Thirty-two of the patients completed treatment, using the clobetasol rinse for the full 28 days.

Four patients went off study before completing 28 days of treatment. One of these patients could not tolerate the rinse. This patient had gastrointestinal issues that were attributed (by the patient and the physician) to use of the study drug.

Two patients went off study because they could not make it to the NIH for follow-up visits, and 1 patient died. The death was unrelated to the study drug.

Safety

Dr Mays noted that small amounts of clobetasol were detectable in the bloodstream, but she and her colleagues found this was not directly correlated to patient serum cortisol levels.

However, the researchers did observe a significant drop in serum cortisol levels from baseline to day 28, suggesting the rinse has an adrenal impact.

On the other hand, the peripheral lymphocyte profile was unchanged by the use of clobetasol rinse, which suggests there were no significant systemic immunosuppressive effects.

Adverse events considered possibly or probably related to clobetasol rinse included herpes simplex virus reactivation (n=3, grade 2-3), oral candidiasis (n=3, grade 2), other oral viral infection (n=1, grade 2), facial edema (n=3, grade 1), and adrenal suppression (6 grade 1 and 1 grade 2).

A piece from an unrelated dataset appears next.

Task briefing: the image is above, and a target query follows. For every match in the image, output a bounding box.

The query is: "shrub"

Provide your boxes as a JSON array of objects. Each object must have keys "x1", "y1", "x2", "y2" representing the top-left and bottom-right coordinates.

Dr Mays noted that many of the patients came on the study with adrenal suppression, but the clobetasol rinse had an additional impact.

Efficacy

The study’s primary endpoint was change in oral cGVHD severity scale at day 28 compared to baseline. Complete response was defined as a score of 0 on the erythema and ulceration components. Partial response was defined as a 25% decrease in score.

Progression was defined as a 25% increase in initial score. Stable disease was defined as a status that does not meet the criteria for progression or response.

Ninety-one percent of patients had a greater than 25% improvement in oral cGVHD severity scale. Nineteen percent of patients had a complete response, 72% of patients had a partial response, and 9% had stable disease. None of the patients progressed.

Dr Mays noted that patients who failed treatment with prior clobetasol ointment responded similarly to the clobetasol rinse when compared with the full study cohort.

Among the 11 patients with prior clobetasol ointment, 18% had a complete response, 73% had a partial response, 9% had stable disease, and none progressed.

Clobetasol rinse significantly decreased the clinical OMRS score (P<0.0001) and improved cGVHD pathology diagnosis (P=0.0001).

Patients reported a significant improvement in oral health-based quality of life (P=0.0008) after completing treatment, as well as significant improvements in oral pain (P=0.017) and oral sensitivity (P=0.0081).

Though saliva production did not change significantly from baseline to day 28, patients reported a significant improvement in oral dryness (P=0.014).

The blinded period of the study showed that placebo treatment was not effective. There was a significant difference between the placebo and clobetasol groups with regard to improvement in OMRS score from baseline to day 14 (P=0.0031).

“We found clobetasol oral rinse to be both effective and safe for short-term treatment of oral mucosal cGVHD and hope that it will improve sparing of systemic immunosuppressants in this patient population,” Dr Mays said. “Its risk profile is generally not suitable for unmonitored, long-term use.”